Arbeiten in Homeoffice ist auch nur begrenzt erträglich. Vor Corona war ich bereits an drei Tagen pro Woche im Homeoffice. Das war ein wirklich gutes Maß. Da ich zum Glück super Kollegen habe, bin ich gerne ins Büro gefahren. Es war eine willkommene Abwechslung in meinem ziemlich eintönigen Job. Jetzt sitze ich fünf Tage die Woche hier in meinem kleinen Arbeitszimmer am Rechner und arbeite stumpfsinnig vor mich hin. Ein Tag ist wie der andere. Wie mich das nervt!

Zum Glück Urlaub?

Nun haben mein Mann und ich zum Glück Urlaub. Eigentlich wollten wir zum Wandern in die Toskana.  Gut, das geht jetzt nicht, das ist eben Pech. Das machen wir dann halt ein anderes Mal. Wir haben uns vorgenommen viele schöne Dinge zu unternehmen und ich habe mich daher trotz allem auf den Urlaub gefreut. Aber inzwischen fühle ich mich total antriebslos. Dieser anhaltende Corona-Wahnsinn mit seinen gesellschaftlichen Folgen lähmt mich und ich fühle mich so unzufrieden, dass ich auf nichts mehr Lust habe. Ich stelle selber fest, dass ich mich immer weniger bewege und mich eindeutig mehr gehen lasse. Ich glaube, meinem Mann geht es ähnlich.

Deshalb haben wir beschlossen nächste Woche drei Tage in die Eifel zu fahren, machen also einen Kurzurlaub vor der Haustür. Egal, die Hauptsache raus! Ich brauche ganz dringend einen Tapetenwechsel, irgendetwas, was mich wachrüttelt und mich aus diesem merkwürdigen Zustand rausholt. Wir müssen etwas für uns tun!

https://majonb.de/2020/05/11/auszeit/

https://www1.wdr.de/radio/1live/

4 Comments

  1. Genauso geht es mir auch !!!!!
    Ich hoffe so sehr, dass die Grenzen aufgemacht werden und wir unseren KroatienUrlaub trotz Corona machen können.
    Mir fällt die Decke auch auf den Kopf – ein Tapetenwechsel wäre bestimmt gut. Ein kleines Ferienhaus am Meer ohne eine Menschenseele und somit ohne Maskenpflicht wäre wirklich Seelenbalsam.

    Habt ein paar schöne Tage in der Eifel und lasst es Euch gut gehen!

  2. Ich glaub es geht uns allen so! Aber ich vermute auch mal, dass wir uns mit diesem Virus irgendwie arrangieren müssen. Es wird nicht mehr verschwinden! Es bleibt wie die Grippe und auch Sars Cov 2! Die erste Panikwelle ist vorbei, wir hier hatten Glück. Es sind bisher weniger Menschen an Sars Covid 9 gestorben als an der Grippewelle vor 2 Jahren. Vielleicht wehren wir uns ja auch genau deshalb so gegen diese ganzen Regeln und Einschränkungen, weil wir hier diese Bedrohung nicht erleben. Ja, auch mir fällt die Decke auf den Kopf, ich bin traurig und wütend, dass ich mich nicht mit meinen Freundinnen treffen kann wann und wie und wo ich will!

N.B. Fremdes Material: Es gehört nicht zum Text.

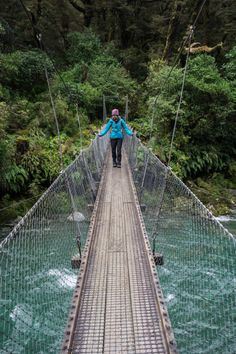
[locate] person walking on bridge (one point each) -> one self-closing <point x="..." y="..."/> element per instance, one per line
<point x="117" y="124"/>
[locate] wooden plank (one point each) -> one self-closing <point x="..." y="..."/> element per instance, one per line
<point x="120" y="307"/>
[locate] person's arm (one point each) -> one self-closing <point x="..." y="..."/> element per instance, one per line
<point x="105" y="130"/>
<point x="127" y="130"/>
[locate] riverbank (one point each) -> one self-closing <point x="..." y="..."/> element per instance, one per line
<point x="216" y="193"/>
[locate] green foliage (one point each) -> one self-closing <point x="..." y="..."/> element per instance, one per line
<point x="230" y="66"/>
<point x="204" y="140"/>
<point x="24" y="70"/>
<point x="83" y="47"/>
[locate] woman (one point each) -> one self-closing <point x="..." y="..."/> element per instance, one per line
<point x="116" y="123"/>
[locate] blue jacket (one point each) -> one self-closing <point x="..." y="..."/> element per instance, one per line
<point x="116" y="129"/>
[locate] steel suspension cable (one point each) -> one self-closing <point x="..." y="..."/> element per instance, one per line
<point x="154" y="230"/>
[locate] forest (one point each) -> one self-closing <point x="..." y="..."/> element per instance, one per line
<point x="116" y="48"/>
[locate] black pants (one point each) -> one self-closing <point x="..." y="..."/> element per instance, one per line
<point x="116" y="145"/>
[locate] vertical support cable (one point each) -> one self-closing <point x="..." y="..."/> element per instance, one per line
<point x="126" y="108"/>
<point x="80" y="131"/>
<point x="104" y="115"/>
<point x="154" y="230"/>
<point x="74" y="209"/>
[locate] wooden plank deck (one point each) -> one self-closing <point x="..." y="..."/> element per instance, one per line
<point x="118" y="304"/>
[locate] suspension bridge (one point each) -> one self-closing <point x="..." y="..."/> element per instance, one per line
<point x="114" y="303"/>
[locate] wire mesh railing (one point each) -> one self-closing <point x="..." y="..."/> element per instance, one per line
<point x="199" y="273"/>
<point x="36" y="278"/>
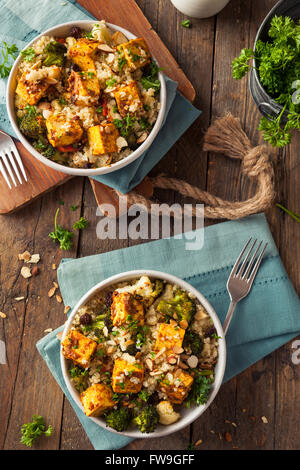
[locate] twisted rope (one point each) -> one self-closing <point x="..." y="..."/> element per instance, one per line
<point x="225" y="136"/>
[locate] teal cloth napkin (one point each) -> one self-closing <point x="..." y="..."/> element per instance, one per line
<point x="265" y="320"/>
<point x="21" y="21"/>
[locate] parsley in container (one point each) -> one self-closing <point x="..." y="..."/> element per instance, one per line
<point x="275" y="72"/>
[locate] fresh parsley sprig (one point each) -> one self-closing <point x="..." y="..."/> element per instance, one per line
<point x="9" y="53"/>
<point x="31" y="431"/>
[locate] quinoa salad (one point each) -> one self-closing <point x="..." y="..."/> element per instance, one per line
<point x="87" y="100"/>
<point x="139" y="351"/>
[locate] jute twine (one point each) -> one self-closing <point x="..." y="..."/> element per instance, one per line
<point x="225" y="136"/>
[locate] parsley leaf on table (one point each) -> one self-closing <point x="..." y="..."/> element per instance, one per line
<point x="62" y="236"/>
<point x="31" y="431"/>
<point x="8" y="53"/>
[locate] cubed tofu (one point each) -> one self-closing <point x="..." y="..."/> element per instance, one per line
<point x="126" y="307"/>
<point x="32" y="89"/>
<point x="136" y="53"/>
<point x="62" y="132"/>
<point x="127" y="377"/>
<point x="97" y="399"/>
<point x="82" y="53"/>
<point x="178" y="390"/>
<point x="169" y="335"/>
<point x="103" y="138"/>
<point x="128" y="99"/>
<point x="78" y="348"/>
<point x="84" y="88"/>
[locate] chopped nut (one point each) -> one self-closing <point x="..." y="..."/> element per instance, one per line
<point x="25" y="272"/>
<point x="149" y="363"/>
<point x="34" y="259"/>
<point x="51" y="292"/>
<point x="177" y="349"/>
<point x="192" y="361"/>
<point x="35" y="271"/>
<point x="183" y="324"/>
<point x="24" y="256"/>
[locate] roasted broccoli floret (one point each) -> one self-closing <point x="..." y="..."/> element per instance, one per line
<point x="193" y="341"/>
<point x="32" y="125"/>
<point x="181" y="307"/>
<point x="147" y="419"/>
<point x="118" y="419"/>
<point x="55" y="54"/>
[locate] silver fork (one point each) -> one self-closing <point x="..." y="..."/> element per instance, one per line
<point x="241" y="277"/>
<point x="10" y="161"/>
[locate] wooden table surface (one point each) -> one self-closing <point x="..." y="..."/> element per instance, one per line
<point x="269" y="388"/>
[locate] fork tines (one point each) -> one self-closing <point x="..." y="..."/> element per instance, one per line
<point x="246" y="269"/>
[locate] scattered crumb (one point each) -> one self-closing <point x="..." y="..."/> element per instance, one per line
<point x="51" y="292"/>
<point x="25" y="272"/>
<point x="24" y="256"/>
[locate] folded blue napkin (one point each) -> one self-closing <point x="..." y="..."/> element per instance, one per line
<point x="265" y="320"/>
<point x="21" y="21"/>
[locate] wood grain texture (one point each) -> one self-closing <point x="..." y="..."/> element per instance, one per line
<point x="269" y="388"/>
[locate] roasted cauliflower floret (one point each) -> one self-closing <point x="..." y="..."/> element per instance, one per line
<point x="61" y="131"/>
<point x="167" y="415"/>
<point x="103" y="138"/>
<point x="125" y="308"/>
<point x="97" y="399"/>
<point x="128" y="99"/>
<point x="169" y="335"/>
<point x="178" y="390"/>
<point x="78" y="348"/>
<point x="127" y="377"/>
<point x="84" y="88"/>
<point x="33" y="85"/>
<point x="135" y="52"/>
<point x="82" y="53"/>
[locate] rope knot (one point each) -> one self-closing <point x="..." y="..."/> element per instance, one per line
<point x="256" y="161"/>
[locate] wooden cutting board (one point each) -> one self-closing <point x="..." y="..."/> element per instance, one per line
<point x="41" y="178"/>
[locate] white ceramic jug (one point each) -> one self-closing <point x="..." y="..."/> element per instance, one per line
<point x="200" y="8"/>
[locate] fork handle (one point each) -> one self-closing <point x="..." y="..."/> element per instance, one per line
<point x="229" y="316"/>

Aber eins ist für mich auch klar: Ich will nicht zu denen gehören, die krank werden! Ich hoffe auch noch immer auf einen Campingurlaub in Oropesa!

    • Hallo Steffi,
      unser aller Leben wurde ordentlich auf den Kopf gestellt! In der ersten Panikwelle haben die Meisten auch viel Verständnis dafür aufgebracht und auch ich fand die Maßnahmen okay. Schließlich wusste man nicht womit wir es zu tun haben. Die Bilder, erst aus Italien und dann aus anderen Teilen der Welt, waren ja auch total erschreckend! Trotzdem sollte man immer kritisch und wachsam bleiben. Die Medien haben eine unglaubliche Macht! Man muss gar nicht die Unwahrheit verbreiten, man muss nur eine geschickte Auswahl treffen, welche Information gesendet wird und welche nicht. Bilder können falsche Tatschen widerspiegeln, wenn man aus dem entsprechenden Winkel fotografiert oder filmt. Dann sieht es zum Beispiel ganz schnell so aus, als würden Demonstranten zu dicht beieinander stehen und sich nicht an die Abstandsregeln halten, obwohl das nicht stimmt. Und mit der Beweis- oder Aussagekraft von Statistiken möchte ich erst gar nicht anfangen. Wissen wir, was in den an schlimmsten betroffenen Regionen wirklich passiert ist? Was ich damit sagen will, lass dich nicht verrückt machen! Höre auf deinen Bauch, auf deinen gesunden Menschenverstand und bleib immer kritisch, dann tust du schon das Richtige. Inzwischen ist das Treffen von Freunden zum Glück ein Stück weit wieder möglich. Man kann nur hoffen, dass es jetzt schnell lockerer wird. Ich drücke dir fest die Daumen für den Campingurlaub!